Vu les articles L. 3211-2-2 et L. 3211-2-3 du code de la santé publique :

4. Aux termes du premier de ces textes, lorsqu'une personne est admise en soins psychiatriques en application des chapitres II ou III du titre [Ier du livre II de la troisième partie du code précité], elle fait l'objet d'une période d'observation et de soins initiale sous la forme d'une hospitalisation complète. Dans les vingt-quatre heures suivant l'admission, un médecin réalise un examen somatique complet de la personne et un psychiatre de l'établissement d'accueil établit un certificat médical constatant son état mental et confirmant ou non la nécessité de maintenir les soins psychiatriques au regard des conditions d'admission définies aux articles L. 3212-1 ou L. 3213-1. Ce psychiatre ne peut être l'auteur du certificat médical ou d'un des deux certificats médicaux sur la base desquels la décision d'admission a été prononcée. Dans les soixante-douze heures suivant l'admission, un nouveau certificat médical est établi dans les mêmes conditions que celles prévues au deuxième alinéa du présent article. Lorsque les deux certificats médicaux ont conclu à la nécessité de maintenir les soins psychiatriques, le psychiatre propose dans le certificat mentionné au troisième alinéa du présent article la forme de la prise en charge mentionnée aux 1° et 2° du I de l'article L. 3211-2-1 et, le cas échéant, le programme de soins.

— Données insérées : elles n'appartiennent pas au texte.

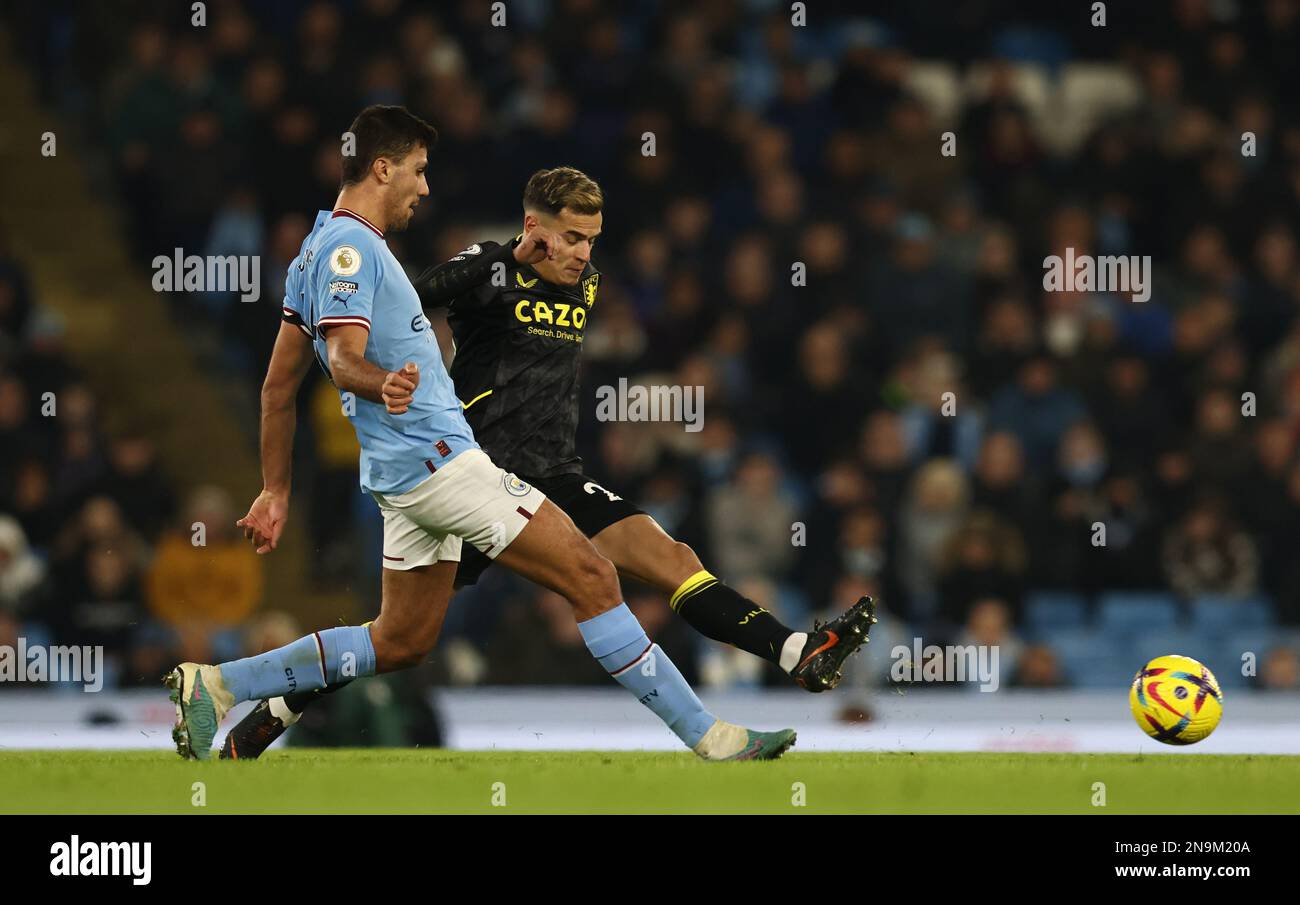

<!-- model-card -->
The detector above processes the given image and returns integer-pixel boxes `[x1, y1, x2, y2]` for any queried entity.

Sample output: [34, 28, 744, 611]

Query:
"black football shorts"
[453, 471, 644, 588]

Cette proposition est motivée au regard de l'état de santé du patient et de l'expression de ses troubles mentaux.

5. Aux termes du second, lorsqu'une personne remplissant les conditions pour être admise en soins psychiatriques prévues aux chapitres II et III du titre [précité] est prise en charge en urgence par un établissement de santé qui n'assure pas, en application de l'article L. 3222-1, la prise en charge des personnes faisant l'objet de soins psychiatriques au titre des chapitres II à IV du [même] titre ou de l'article 706-135 du code de procédure pénale, son transfert vers un établissement exerçant cette mission est organisé, selon des modalités prévues par convention, dans des délais adaptés à son état de santé et au plus tard sous quarante-huit heures.

La période d'observation et de soins initiale mentionnée à l'article L. 3211-2-2 prend effet dès le début de la prise en charge.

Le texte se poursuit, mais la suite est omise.